Больше того: в той же статье провозглашается «превосходство советского искусства над искусством всех стран и ВСЕХ ПРОШЕДШИХ ВРЕМЕН».
Борьба против
Произведения «социалистического реализма» сразу же исчезают из памяти.
Владимир Ленин
В юности отец мой принадлежал к революционной партии «Народная воля» и состоял в ее террористической организации, совершившей убийство Александра Второго 1 марта 1881 года. Вместе с Николаем Кибальчичем, Софьей Перовской, Андреем Желябовым, Тимофеем Михайловым, Николаем Рысаковым и некоторыми другими членами этой группы был арестован и мой отец. По счастью, непосредственного участия в покушении на императора он не принимал и потому избег виселицы. Он пробыл один год и восемь месяцев в одиночной камере Петропавловской крепости, после чего, приговоренный к каторжным работам, был сослан этапным порядком в Сибирь. Года через полтора каторга была ему заменена принудительным поселением, и отец был переправлен на Камчатку, в город Петропавловск. Туда приехала к нему его жена, и далекий Петропавловск стал моей родиной.
Вскоре отец был помилован и смог постепенно, на собственные средства, вернуться в Европейскую Россию: сначала, в январе 1893 года, — в Самару, где мы прожили года два, и наконец в Петербург.
В Самаре мой отец познакомился и сблизился с Владимиром Ильичом Ульяновым, а также с мужем его сестры Марком Елизаровым.
1893 год был исторической датой в биографии Ленина: он написал тогда, в Самаре же, статью «Новые хозяйственные движения в крестьянской жизни», которая была первой его статьей, во всяком случае, первой из сохранившихся ленинских статей.
В августе того же года Ленин покинул Самару, и между ним и моим отцом завязалась переписка. В письменном столе отцовского кабинета долгие годы бережно хранились ленинские письма.
С течением времени в Петербурге, работая в одном из крупнейших страховых и транспортных обществ, отец, заняв вскоре пост директора, достиг зажиточного положения и обзавелся прекрасным имением в финляндском местечке Куоккала, где наша семья проводила летние месяцы в течение восемнадцати лет (1899–1917).
Перовская, Кибальчич, Михайлов, Желябов и Рысаков были, как известно, повешены. Два года спустя была арестована еще одна подруга моего отца, Вера Фигнер, принадлежавшая к той же революционной партии.
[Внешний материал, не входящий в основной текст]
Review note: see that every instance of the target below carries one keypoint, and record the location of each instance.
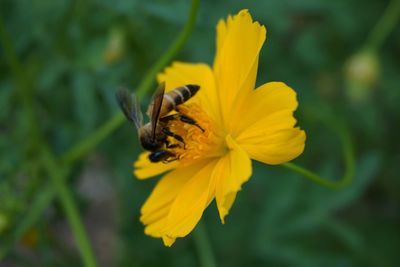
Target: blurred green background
(70, 56)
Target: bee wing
(130, 107)
(156, 108)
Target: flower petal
(155, 210)
(274, 147)
(239, 41)
(191, 201)
(264, 103)
(144, 169)
(231, 172)
(180, 73)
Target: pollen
(199, 139)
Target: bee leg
(190, 121)
(171, 159)
(182, 118)
(167, 132)
(168, 145)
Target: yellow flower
(239, 124)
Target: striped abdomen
(177, 96)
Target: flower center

Еще через год за террористическую деятельность Фигнер была присуждена к смертной казни, но эту кару ей заменили пожизненным заключением в Шлиссельбургской крепости.
В нашей квартире в Петербурге, в кабинете моего отца, неизменно висела под стеклом романтическая фотография юной красавицы Веры Фигнер с ее собственноручной надписью: «Дорогому Павлуше — Вера Фигнер». Революция 1905 года и последовавшие за ней демократические реформы (парламентский строй и пр.) освободили эту узницу, и так как дружеские отношения между моим отцом и Фигнер оказались, несмотря на двадцатипятилетний перерыв, ненарушенными, то Вера Николаевна сразу же из своей одиночной камеры переехала к нам в Куоккалу. В имении было два дома: в одном жила наша семья, другой дом сдавался внаем. В этот год, ввиду всевозможных тревожных событий, второй дом временно пустовал, и в нем поселилась Фигнер. Она еще страдала человекобоязнью (что было последствием столь длительного одиночного заключения) и жила у нас как отшельница, никогда не выходя одна из дома даже в окружавший его сад. Лишь по вечерам, когда мой отец возвращался со службы из Петербурга, она совершала с ним небольшую прогулку по нашему участку, останавливаясь перед цветочными клумбами, пробираясь сквозь высокую некошеную траву луга, уже покрытого росой; бродила среди длинных огородных грядок, о которых отец любовно заботился, среди кустов малины, смородины и крыжовника и отдыхала на скамейке в небольшом нашем нарочно запущенном лесу.
Я не забуду, как во время одной из таких прогулок Фигнер неожиданно вздрогнула и вскрикнула: ее обожгла крапива. Мой отец предложил Фигнер тотчас вернуться домой и помазать ногу какой-то помадой.
— Боже сохрани! Ни за что! — ответила Фигнер и, обернувшись на крапивный куст, умиленно добавила:
— Даже и крапива сохранилась!
Пребывание в Куоккале Фигнер считала своим воскрешением, возвратом к жизни.